Spectacle--A Novel
I crossed the white tile floor silently, aware only of the wrathful need pulsing through me. As Sutton reached for Rommily, cursing the spray of water from the tap, my hands were pulled toward his head, my claws eager to sink into his temples. But then he turned, and my hand landed on the side of his neck instead.
My claws found no flesh, but his skin burned beneath mine. Sutton froze. His arms fell limp at his sides, then began to tremble. His teeth chattered.
Pick on someone your own size, the furiae within me mumbled, as I obliged her vengeful demands. Someone exactly your size...
When the fire inside me began to abate, I removed my hand from the handler’s neck. My claws were gone. My hair had settled over my shoulders.
Someone gasped behind me. Where I’d touched Sutton’s bare flesh, there now appeared a red imprint in the shape of my hand, with a pinpoint of red at the tip of each finger, where my claws had rested but had not broken through.

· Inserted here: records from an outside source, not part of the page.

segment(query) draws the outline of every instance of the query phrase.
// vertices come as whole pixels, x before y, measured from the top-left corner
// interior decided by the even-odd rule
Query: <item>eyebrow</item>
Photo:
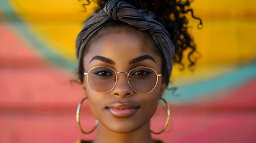
[[[103,62],[105,62],[105,63],[109,63],[109,64],[115,64],[115,62],[112,60],[111,60],[110,58],[106,58],[106,57],[100,56],[100,55],[96,55],[96,56],[94,57],[91,60],[91,61],[90,61],[89,63],[90,63],[93,60],[100,60],[100,61],[102,61]]]
[[[155,60],[155,59],[152,57],[151,57],[149,55],[142,55],[142,56],[140,56],[140,57],[138,57],[137,58],[132,59],[132,60],[131,60],[129,62],[129,64],[134,64],[135,63],[138,63],[139,61],[143,61],[143,60],[147,60],[147,59],[153,61],[153,62],[155,62],[155,63],[156,63],[156,60]]]

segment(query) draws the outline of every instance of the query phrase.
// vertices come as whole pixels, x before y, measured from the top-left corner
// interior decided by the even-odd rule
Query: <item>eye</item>
[[[147,69],[144,68],[144,69],[135,69],[132,72],[132,75],[135,75],[135,76],[146,76],[149,74],[150,74],[152,72]]]
[[[98,72],[94,73],[99,76],[111,76],[111,74],[107,71]]]
[[[97,76],[113,76],[113,74],[111,72],[110,70],[107,69],[106,68],[100,68],[97,69],[96,71],[93,72],[93,73]]]

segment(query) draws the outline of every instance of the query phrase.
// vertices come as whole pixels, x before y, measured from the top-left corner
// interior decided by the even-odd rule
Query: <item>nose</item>
[[[123,72],[119,73],[118,74],[116,84],[112,91],[112,95],[119,97],[132,95],[134,91],[128,85],[127,73]],[[119,76],[118,74],[119,74]]]

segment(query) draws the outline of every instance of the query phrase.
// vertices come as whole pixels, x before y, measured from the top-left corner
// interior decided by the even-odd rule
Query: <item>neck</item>
[[[153,143],[151,137],[149,122],[140,128],[128,133],[116,133],[99,123],[96,138],[93,143]]]

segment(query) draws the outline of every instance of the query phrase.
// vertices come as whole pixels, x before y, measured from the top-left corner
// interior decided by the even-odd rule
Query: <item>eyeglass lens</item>
[[[100,92],[111,90],[117,79],[116,73],[106,67],[97,67],[90,70],[88,82],[94,91]],[[147,93],[151,91],[157,82],[157,74],[153,70],[147,67],[137,67],[129,73],[128,82],[135,92]]]

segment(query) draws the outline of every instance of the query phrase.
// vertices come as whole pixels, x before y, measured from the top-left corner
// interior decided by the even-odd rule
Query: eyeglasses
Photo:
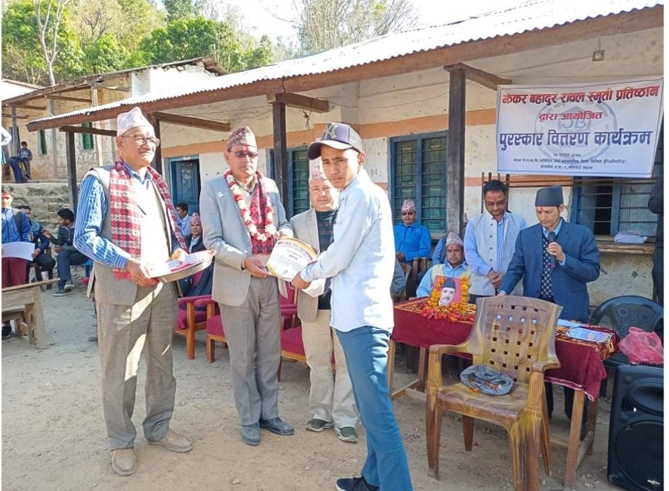
[[[237,150],[234,152],[234,156],[238,159],[244,159],[248,157],[250,159],[254,159],[258,157],[258,154],[256,152],[250,152],[245,150]]]
[[[492,208],[492,207],[494,207],[496,206],[502,207],[502,206],[506,205],[506,204],[507,204],[507,200],[506,199],[502,199],[502,200],[500,200],[499,201],[486,201],[485,202],[485,205],[487,206],[489,208]]]
[[[155,136],[145,136],[144,135],[123,135],[124,138],[134,138],[135,143],[141,146],[145,145],[147,142],[153,145],[154,147],[158,147],[160,144],[160,140],[156,138]]]

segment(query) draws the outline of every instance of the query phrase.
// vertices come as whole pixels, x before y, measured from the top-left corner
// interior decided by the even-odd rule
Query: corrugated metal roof
[[[93,114],[120,106],[226,89],[264,80],[280,80],[334,72],[464,42],[554,27],[577,21],[664,5],[664,0],[529,0],[503,11],[491,12],[454,23],[387,34],[310,56],[205,80],[192,84],[188,89],[167,89],[95,108],[36,120],[36,122]]]

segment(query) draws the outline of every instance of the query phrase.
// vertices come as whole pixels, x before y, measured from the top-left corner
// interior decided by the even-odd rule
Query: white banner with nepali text
[[[650,177],[662,123],[662,77],[500,86],[500,173]]]

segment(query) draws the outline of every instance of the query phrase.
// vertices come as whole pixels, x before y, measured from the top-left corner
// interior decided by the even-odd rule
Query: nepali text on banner
[[[497,171],[650,177],[664,79],[500,86]]]

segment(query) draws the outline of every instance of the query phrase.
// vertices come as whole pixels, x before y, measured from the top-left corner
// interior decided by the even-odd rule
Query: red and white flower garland
[[[246,228],[248,229],[249,234],[251,234],[251,237],[262,242],[266,242],[273,237],[274,234],[276,234],[276,227],[274,226],[274,209],[272,207],[269,200],[267,199],[267,214],[265,216],[264,221],[265,233],[260,234],[255,223],[253,221],[253,218],[251,217],[251,211],[246,205],[246,199],[244,198],[241,187],[239,186],[236,179],[234,179],[232,173],[230,171],[228,171],[225,173],[224,177],[228,181],[228,186],[232,193],[232,198],[234,199],[235,203],[237,203],[237,206],[239,207],[239,211],[241,212],[242,220],[244,221],[244,225],[246,225]],[[260,179],[258,181],[258,186],[260,186]],[[262,205],[262,203],[260,205]]]

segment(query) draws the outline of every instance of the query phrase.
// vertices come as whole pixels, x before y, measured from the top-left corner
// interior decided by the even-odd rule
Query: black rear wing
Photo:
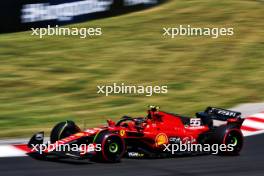
[[[204,111],[205,114],[209,115],[211,119],[226,121],[230,118],[241,118],[241,112],[231,111],[222,108],[208,107]]]

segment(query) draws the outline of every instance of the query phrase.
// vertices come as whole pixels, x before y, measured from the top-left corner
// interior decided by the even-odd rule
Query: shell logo
[[[156,146],[160,146],[162,144],[167,144],[168,143],[168,137],[164,133],[159,133],[156,138],[155,138],[155,143]]]
[[[125,136],[126,132],[125,132],[125,130],[120,130],[119,134],[120,134],[120,136],[123,137],[123,136]]]

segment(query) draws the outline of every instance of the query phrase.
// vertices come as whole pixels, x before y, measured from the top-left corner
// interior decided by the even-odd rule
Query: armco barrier
[[[0,33],[115,16],[165,0],[1,0]]]

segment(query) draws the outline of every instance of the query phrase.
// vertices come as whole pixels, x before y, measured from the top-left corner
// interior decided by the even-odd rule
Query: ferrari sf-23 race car
[[[169,145],[231,144],[233,150],[221,152],[237,155],[243,146],[240,127],[244,119],[240,112],[208,107],[190,118],[150,106],[146,117],[123,116],[106,126],[81,130],[73,121],[60,122],[51,131],[46,148],[44,132],[36,133],[27,144],[31,156],[40,158],[92,159],[101,162],[119,162],[122,157],[160,158],[175,157],[181,152],[164,150]],[[68,145],[66,150],[56,150]],[[86,150],[85,146],[93,150]],[[77,150],[72,151],[71,147]],[[85,149],[84,149],[85,148]],[[40,149],[43,149],[40,151]]]

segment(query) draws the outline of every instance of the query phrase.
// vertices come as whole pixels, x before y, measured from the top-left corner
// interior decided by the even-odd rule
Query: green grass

As I stared, Sutton curled his right hand into a fist and launched it at his own nose.
I flinched and stepped back, but the handler threw another punch at himself, then another and another, without complaint or any sign of hesitation. He grunted with the violence of each blow. His nose crunched and spurted blood. His cheek split open and showed gory strands of muscle.
The crowd at my back inched closer. I could feel their bewilderment, but it was the murmured buzz of relief—a quiet celebration of justice—that sent a peaceful thread of contentment through me as I watched the furiae’s handiwork.
In seconds, Sutton’s face was ruined. Bone showed through in several places, and his eyes were both swelling shut. His lips were split and he’d chipped several of his own teeth with his elaborate wedding band. Yet the punching did not stop.
“What’s happening?” Simra whispered from behind me, but I was too fascinated by the bloody spectacle to answer her.
“Delilah made him pay. That’s what she—” Zyanya’s answer ended in an agonized scream, but before I could turn, fire shot through my neck and down my spine. Agony raced down my arms and legs with a clinical precision that could only have come from the cruel shock collar.
A chorus of screams rose in echo of my pain, as behind me, my dormmates were each crippled by an electric current of their own.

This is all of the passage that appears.